A GDP nowcast is a real-time, continuously updated estimate of current-quarter GDP growth, built by feeding incoming high-frequency data — payrolls, trade volumes, retail sales, surveys — into a statistical model before the official figure is released weeks after quarter-end.
How it works
A nowcast maps a mixed-frequency stream of indicators (monthly, weekly, daily) onto quarterly GDP, typically via a dynamic factor model or bridge-equation regression, re-estimating each time a new release arrives. The estimate updates mechanically: a stronger trade-balance print nudges the tracked growth rate, with the magnitude set by that series' historical loading on GDP.
Why it matters now
With 2025-2026 data flow distorted by tariff front-running, government-shutdown reporting gaps, and revised trade statistics, nowcasts have become the desk's primary read on growth between official prints — but their inputs are noisier than usual, widening the band around point estimates.
Example
The Atlanta Fed's GDPNow is the canonical public nowcast: ahead of Q1 2025, it swung sharply negative — below −2% annualised at one point — as a surge in goods imports (tariff front-running) widened the trade deficit and mechanically subtracted from the net-exports component, before stabilising as gold-import adjustments were stripped out.
Frequently asked
- What is a GDP nowcast?
- A GDP nowcast is a real-time estimate of current-quarter GDP growth, updated continuously as new data arrives. Unlike forecasts of future quarters, it tracks the quarter already underway by feeding high-frequency indicators — trade volumes, payrolls, retail sales — into a statistical model, filling the weeks-long gap before the official statistical agency publishes its first estimate.

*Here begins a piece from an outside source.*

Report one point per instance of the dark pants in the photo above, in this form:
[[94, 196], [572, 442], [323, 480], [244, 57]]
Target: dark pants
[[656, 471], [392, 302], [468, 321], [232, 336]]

- How does a GDP nowcast differ from a forecast?
- A nowcast estimates the current quarter using data already in hand, while a forecast projects future quarters from assumptions. Nowcasts are largely mechanical and data-driven: each new release moves the number by a known weight. Forecasts rely more on judgment and modelled paths. The nowcast collapses toward the true figure as the quarter's data accumulates.
- Why do GDP nowcasts matter for markets?
- GDP nowcasts matter because they give traders a live read on growth between official prints that arrive a month after quarter-end. Desks watch swings in the Atlanta Fed's GDPNow or the New York Fed's models to gauge whether incoming data is tracking above or below consensus, repricing rates and FX accordingly.
- How accurate are GDP nowcasts?
- GDP nowcast accuracy improves sharply as the quarter progresses and more data lands, but early-quarter estimates can be volatile and misleading. A single distorted series — such as a tariff-driven import surge — can swing the headline several percentage points before later releases or methodological adjustments rebalance it, so analysts read the trajectory rather than any single print.